Presiding in the pit at the premiere late last month, was James Levine whose reading of the lighter moments-the barcarolle, quintet, Act One scene finales, and so on was brisk and bright while his serious scenes had apt pathos or dramatic urgency. Music for the drawing of the lots to decide which conspirators may kill the king, was especially gripping.
Luciano Pavarotti portrayed Gustav III. If some of his sound was pushed or pinched, there was, as well, the expected wealth of golden tone. Pavarotti delivered his sailor song and contribution to the subsequent quintet with brio, caressed seductive piano tone in the second verse of the sea song, the love duet, and the last encounter with Amelia; and sang his penultimate scene farewell with warmth. Though Ballo focuses on the ruler's heterosexual amorous pursuits, the historical Gustav was gay. The tenor's occasional physical contact with his travesti page, Oscar, a hand resting on his shoulder, a playful hug, and the page's devoted attendance on the dying king may be seen as subtle suggestions of homoeroticism here.
Aprile Millo phrased Amelia Anckarstrom's soaring lines sensitively, with particularly penetrating pleas in Act Three, Scene One, and achieved, for the most part, an apt spinto weight, with a dark, creamy timbre. Some high passages in Act Two, subdued ones in the prayer and forceful ones in the duet with Gustav, betrayed strain, though, and gave the listener pause.
Juan Pons's performance, as a Captain Anckarstrom (a.k.a. Renato) who, in Act Three, threatens to slit his wife's throat with his sword, had a blustery beginning, but became sturdier as the evening progressed and, in ''Eri tu" and elsewhere, never wanted for intensity. Harolyn Blackwell proffered a sassy and sparkling Oscar, who stole a judge's robe and flailed it about while defending the fortuneteller; announced the invitation to the ball with a flourish and gamely delivered "Saper vorreste" while competing with a troupe of ridiculous, over sized dancing shrubs. Elena Obraztsova roared and shrilled and, crouching and cringing on the floor, made a thoroughly ferocious Ulrica. Supporting parts, most sung with little clarity, were assumed by Terry Cook and Jeffrey Wells, as conspirators, Gordon Hawkins, Bernard Fitch, and Charles Anthony as the chief justice whose racist remark about the seer was tactfully altered. All but Pavarotti and Anthony were new to their assignments.
Faggioni's Ballo began with a distracting pantomime, involving "commedia dell'arte" figures, maskers, conspirators, and the first of much stage mist, during the prelude. The palace scenes, in the blue and gold of the Swedish flag, were ornate and striking.
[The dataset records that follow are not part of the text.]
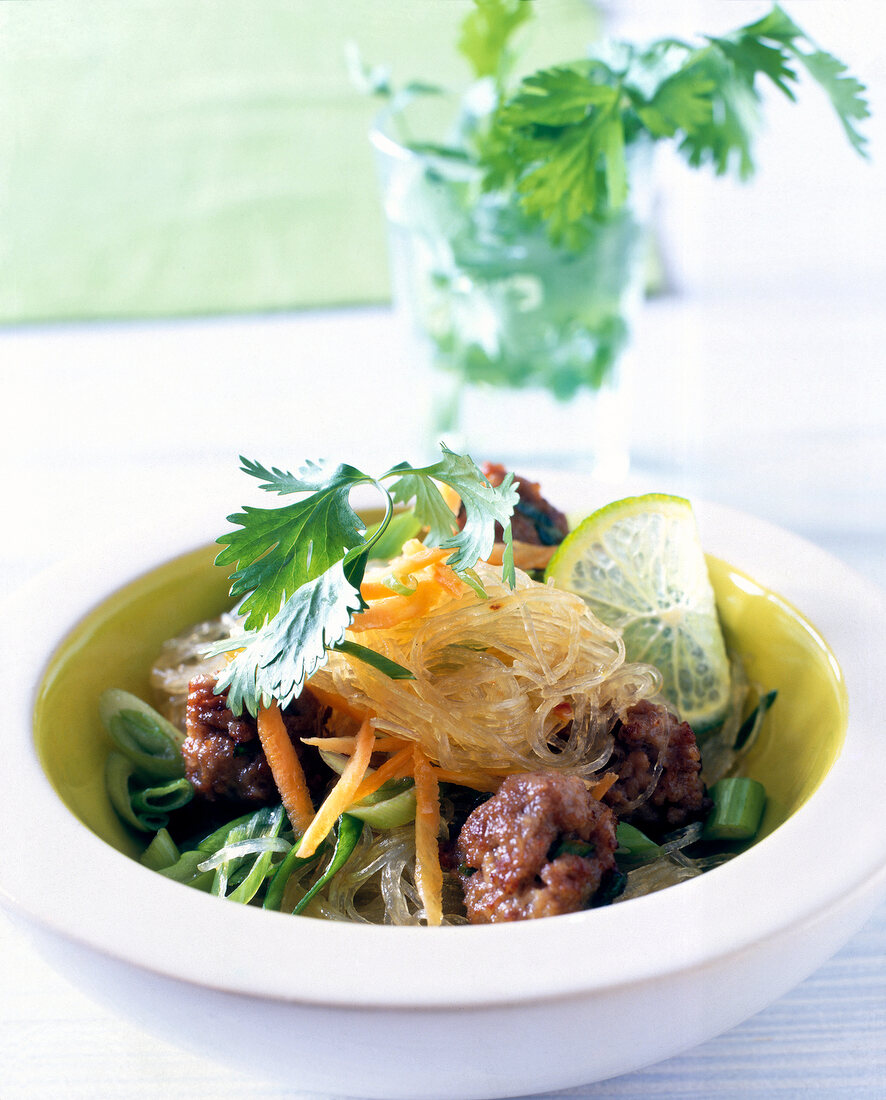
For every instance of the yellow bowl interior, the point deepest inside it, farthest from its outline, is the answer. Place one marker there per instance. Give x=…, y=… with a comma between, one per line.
x=116, y=645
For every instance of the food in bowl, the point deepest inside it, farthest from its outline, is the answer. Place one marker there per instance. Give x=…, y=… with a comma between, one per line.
x=393, y=730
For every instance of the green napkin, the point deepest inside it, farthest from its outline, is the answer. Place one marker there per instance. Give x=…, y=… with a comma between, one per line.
x=182, y=156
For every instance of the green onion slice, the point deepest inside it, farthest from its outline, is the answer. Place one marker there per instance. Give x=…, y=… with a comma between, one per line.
x=145, y=737
x=739, y=803
x=348, y=831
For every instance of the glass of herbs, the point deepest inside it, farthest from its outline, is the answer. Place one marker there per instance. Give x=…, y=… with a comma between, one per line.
x=518, y=216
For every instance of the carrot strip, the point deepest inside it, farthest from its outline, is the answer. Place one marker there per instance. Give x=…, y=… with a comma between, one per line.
x=448, y=579
x=347, y=745
x=417, y=558
x=337, y=702
x=603, y=784
x=395, y=767
x=463, y=779
x=395, y=609
x=428, y=873
x=285, y=767
x=341, y=795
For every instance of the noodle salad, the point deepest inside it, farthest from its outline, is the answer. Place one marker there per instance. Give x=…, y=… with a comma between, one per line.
x=408, y=725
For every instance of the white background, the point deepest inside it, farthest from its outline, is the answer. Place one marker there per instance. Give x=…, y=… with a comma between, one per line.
x=759, y=384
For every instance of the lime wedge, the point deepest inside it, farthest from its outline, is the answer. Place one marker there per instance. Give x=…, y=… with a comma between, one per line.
x=640, y=567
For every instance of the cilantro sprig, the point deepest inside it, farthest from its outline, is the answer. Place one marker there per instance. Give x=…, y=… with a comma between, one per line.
x=297, y=568
x=559, y=140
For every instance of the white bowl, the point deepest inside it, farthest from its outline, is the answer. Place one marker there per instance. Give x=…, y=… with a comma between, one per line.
x=488, y=1011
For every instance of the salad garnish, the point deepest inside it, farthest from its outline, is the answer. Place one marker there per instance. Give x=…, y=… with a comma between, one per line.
x=298, y=567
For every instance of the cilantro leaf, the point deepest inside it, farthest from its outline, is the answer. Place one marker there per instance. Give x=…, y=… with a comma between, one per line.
x=559, y=141
x=299, y=565
x=682, y=101
x=487, y=32
x=276, y=660
x=280, y=549
x=846, y=94
x=484, y=506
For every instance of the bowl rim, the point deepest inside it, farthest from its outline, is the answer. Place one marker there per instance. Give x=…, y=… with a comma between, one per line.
x=149, y=921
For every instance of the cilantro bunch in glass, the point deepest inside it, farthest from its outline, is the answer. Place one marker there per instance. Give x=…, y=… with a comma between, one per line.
x=518, y=211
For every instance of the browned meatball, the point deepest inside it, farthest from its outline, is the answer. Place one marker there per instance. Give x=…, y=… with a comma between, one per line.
x=539, y=847
x=223, y=757
x=645, y=735
x=535, y=519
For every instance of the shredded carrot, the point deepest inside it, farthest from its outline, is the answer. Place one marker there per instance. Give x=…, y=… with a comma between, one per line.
x=386, y=613
x=603, y=784
x=416, y=556
x=341, y=795
x=372, y=589
x=448, y=579
x=347, y=745
x=477, y=781
x=285, y=767
x=428, y=873
x=395, y=767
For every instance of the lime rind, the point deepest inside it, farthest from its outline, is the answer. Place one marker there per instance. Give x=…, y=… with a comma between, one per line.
x=640, y=565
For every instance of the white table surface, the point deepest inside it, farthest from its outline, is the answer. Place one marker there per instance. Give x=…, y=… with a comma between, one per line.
x=780, y=411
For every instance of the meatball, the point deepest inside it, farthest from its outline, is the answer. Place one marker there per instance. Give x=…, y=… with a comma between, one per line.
x=535, y=519
x=223, y=757
x=540, y=847
x=646, y=736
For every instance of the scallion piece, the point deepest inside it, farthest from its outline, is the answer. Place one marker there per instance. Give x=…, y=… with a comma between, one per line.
x=348, y=832
x=292, y=861
x=145, y=737
x=387, y=813
x=164, y=798
x=634, y=848
x=161, y=851
x=186, y=871
x=245, y=873
x=737, y=810
x=118, y=774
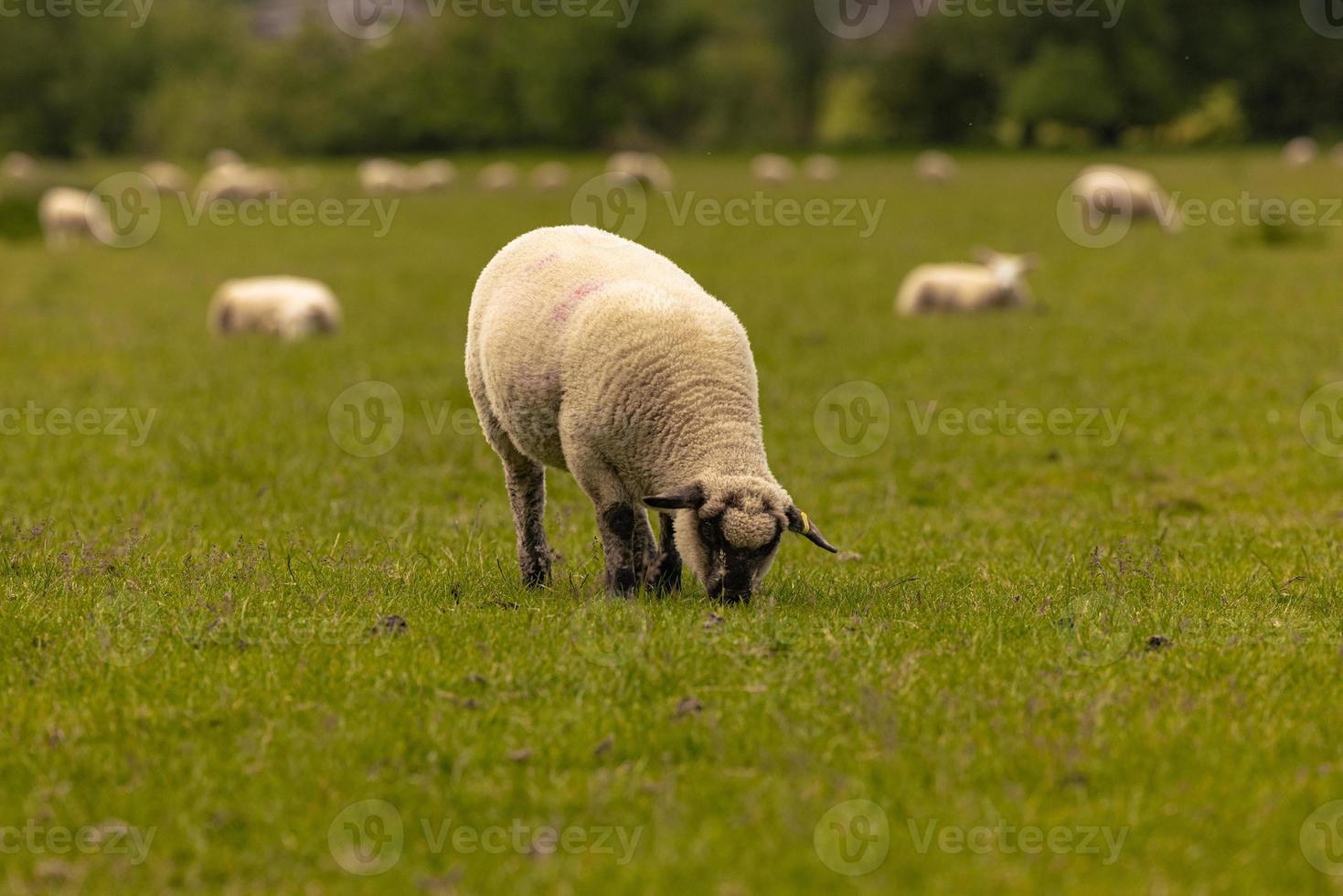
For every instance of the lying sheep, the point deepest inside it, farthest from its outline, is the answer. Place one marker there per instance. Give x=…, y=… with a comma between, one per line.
x=642, y=166
x=70, y=215
x=551, y=175
x=434, y=174
x=770, y=168
x=1300, y=152
x=590, y=354
x=821, y=168
x=19, y=165
x=166, y=177
x=936, y=166
x=498, y=176
x=291, y=308
x=997, y=281
x=1103, y=191
x=237, y=182
x=383, y=176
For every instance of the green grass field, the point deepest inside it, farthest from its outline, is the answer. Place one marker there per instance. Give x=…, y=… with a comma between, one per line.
x=1116, y=650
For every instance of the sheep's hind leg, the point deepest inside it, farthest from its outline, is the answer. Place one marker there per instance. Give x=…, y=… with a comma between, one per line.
x=665, y=571
x=526, y=480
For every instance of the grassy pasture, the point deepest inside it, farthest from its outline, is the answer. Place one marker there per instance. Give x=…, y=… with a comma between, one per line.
x=237, y=633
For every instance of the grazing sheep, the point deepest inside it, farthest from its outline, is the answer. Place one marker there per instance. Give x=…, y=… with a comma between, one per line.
x=936, y=166
x=501, y=175
x=552, y=175
x=997, y=281
x=770, y=168
x=435, y=174
x=821, y=168
x=383, y=176
x=1103, y=191
x=70, y=215
x=166, y=177
x=220, y=157
x=642, y=166
x=291, y=308
x=1300, y=152
x=19, y=165
x=237, y=182
x=590, y=354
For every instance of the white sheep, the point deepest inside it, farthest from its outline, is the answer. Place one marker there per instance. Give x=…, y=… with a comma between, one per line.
x=936, y=166
x=1103, y=191
x=383, y=176
x=590, y=354
x=291, y=308
x=220, y=157
x=237, y=182
x=166, y=177
x=1300, y=152
x=551, y=175
x=70, y=215
x=19, y=165
x=498, y=176
x=646, y=168
x=821, y=168
x=430, y=175
x=771, y=168
x=997, y=281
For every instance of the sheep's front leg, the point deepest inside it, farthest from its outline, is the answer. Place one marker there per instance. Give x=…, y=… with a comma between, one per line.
x=665, y=572
x=626, y=543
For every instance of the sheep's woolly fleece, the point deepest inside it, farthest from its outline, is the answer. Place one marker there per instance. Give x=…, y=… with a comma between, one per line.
x=603, y=357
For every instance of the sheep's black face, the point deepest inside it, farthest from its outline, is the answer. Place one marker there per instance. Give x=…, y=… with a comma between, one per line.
x=733, y=551
x=730, y=535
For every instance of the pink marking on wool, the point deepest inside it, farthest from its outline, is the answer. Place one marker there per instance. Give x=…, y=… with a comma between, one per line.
x=536, y=266
x=564, y=309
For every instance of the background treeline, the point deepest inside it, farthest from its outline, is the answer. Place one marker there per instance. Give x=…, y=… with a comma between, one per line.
x=692, y=73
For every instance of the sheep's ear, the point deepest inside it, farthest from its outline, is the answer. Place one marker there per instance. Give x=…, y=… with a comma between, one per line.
x=684, y=498
x=802, y=524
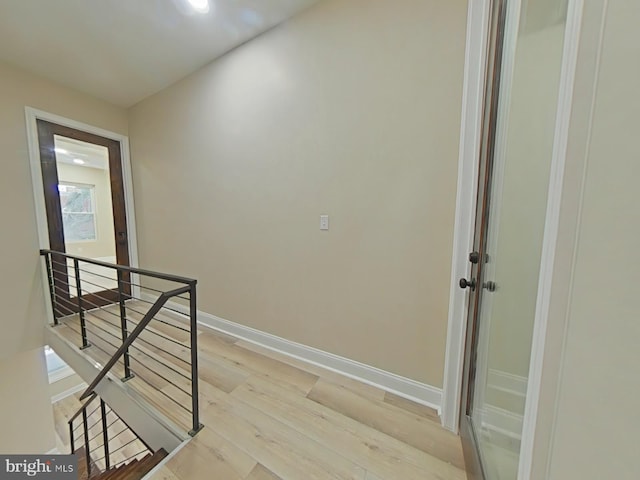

Portals, stairs, and ceiling remained in place throughout the evening, however, and provided an inappropriate frame for Ulrica's lair-an industrial era "warehouse at the port" here, complete with metal wheels, pulley, and fiery furnace and the gallows site, a wild and rocky mountain pass right out of the Ring.
The ball at the Royal Opera House in Stockholm, was as "splendidissimo" as one would want (save that damned terpsichorean foliage), with a grand staircase, balconies, and chandeliers festooned with garlands; but, shadowy and muted in hue, was suitably somber, as might befit an assassination site.